A flurry of correspondence followed, with TSKLH requesting the government carry out an official assessment of the territory.
On July 19, 2024, TSKLH received an email from a government official saying its views would be put before the decision-maker, Burke noted in her ruling.
Six days later, the KSM project was declared “substantially started.”
In late November 2024, Simpson—on behalf of the Tsetsaut Skii km Lax Ha Nation—filed a petition for judicial review asking a B.C. Supreme Court judge to quash that decision as unreasonable.
“It’s not a question of support or oppose at this time. It’s a question of not even being part of the conversation,” said Simpson in an interview before the ruling was released. “We want to be accommodated. We want to be educated. We want to be able to work.”
Last fall, TSKLH’s challenge was heard alongside the second petition from SkeenaWild Conservation Trust that alleged the project designation was unreasonable because so little had been built.
Beaton, who litigated on behalf of the TSKLH, said the case offers a window into how the province’s tactic to pick winners and losers doesn’t benefit anyone.
“This way of trying to get around laws is just a recipe for disaster and more delay,” said Beaton. “It’s just not the way to get projects moving forward.”
In its own filings, the B.C. government rejected both petitioners’ claims.
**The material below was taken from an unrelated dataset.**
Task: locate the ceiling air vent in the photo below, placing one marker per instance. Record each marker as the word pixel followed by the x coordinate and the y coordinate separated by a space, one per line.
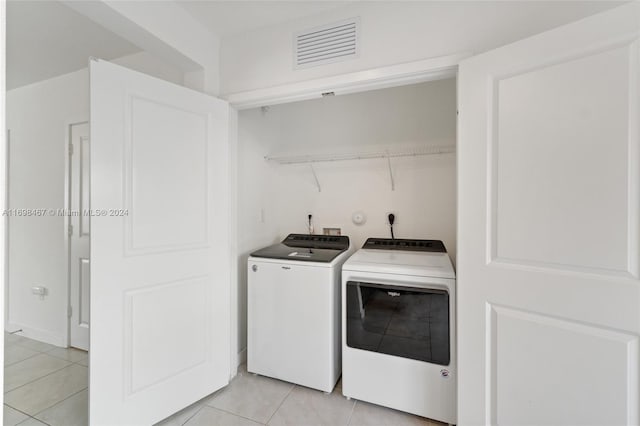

It argued that it was entirely reasonable to weigh the project’s permanent road and power construction alongside non-physical factors like financial expenditures and active Indigenous partnerships. The province also argued that it had deeply consulted the TSKLH.
Decision based on flawed consultation record
In her June 8 ruling, Burke dismissed Skeena’s petition and deferred to the Ministry of Environment’s decision-making role.
But when it came to TSKLH’s petition, Burke found that a lack of meaningful discussions with the nation led the province to rely on “critically incomplete” information when it made its substantially started determination.
The judge found that TSKLH had worked with the province in good faith for many years, but at a critical time, disregarded its own conclusions that the mine tailings facility would likely be built on the nation’s traditional territory.
“While the province continues to assert that it consulted on a deep basis, the consultation record suggests otherwise,” wrote Burke.
While her ruling does not mean that the nation has “veto” power over the KSM tailings pond, Burke said it does support the TSKLH claim that it should have been deeply consulted.
The judge’s ruling sends the substantially started determination back the to minister of environment and parks for redetermination. Before that happens, the government must consult TSKLH, and give them 90 days to present submissions over the 2024 substantially started application.
Meanwhile, KSM’s environmental certificate is set to expire on July 29, 2026.
In a statement Monday, Seabridge chair and CEO Rudi Fronk said the work at the mine site would continue as the province carries out consultation and reconsiders the substantially started determination.
Fronk said the company was “satisfied” that the court has upheld key aspects of the 2024 decision. Since then, he said physical improvements at the mine site have been “significantly enhanced.”
“We remain appreciative of the continued support of the Nisga’a and Tahltan Nations, and the Gitxsan Hereditary Chiefs Office, for KSM,” said Fronk.
An emailed statement from a spokesperson at B.C.’s environment ministry said its Environmental Assessment Office had just received the court’s decision.
“We are taking time to review the judgment carefully to determine the implications and next steps,” the statement read.
“The Environmental Assessment Office remains committed to fulfilling its constitutional duty to consult with First Nations and to meet its legal obligations under the Environmental Assessment Act.”
The province did not comment on whether it would appeal the decision, how it will handle the looming regulatory deadline, or how the ruling could have a broader impact on B.C.’s economy.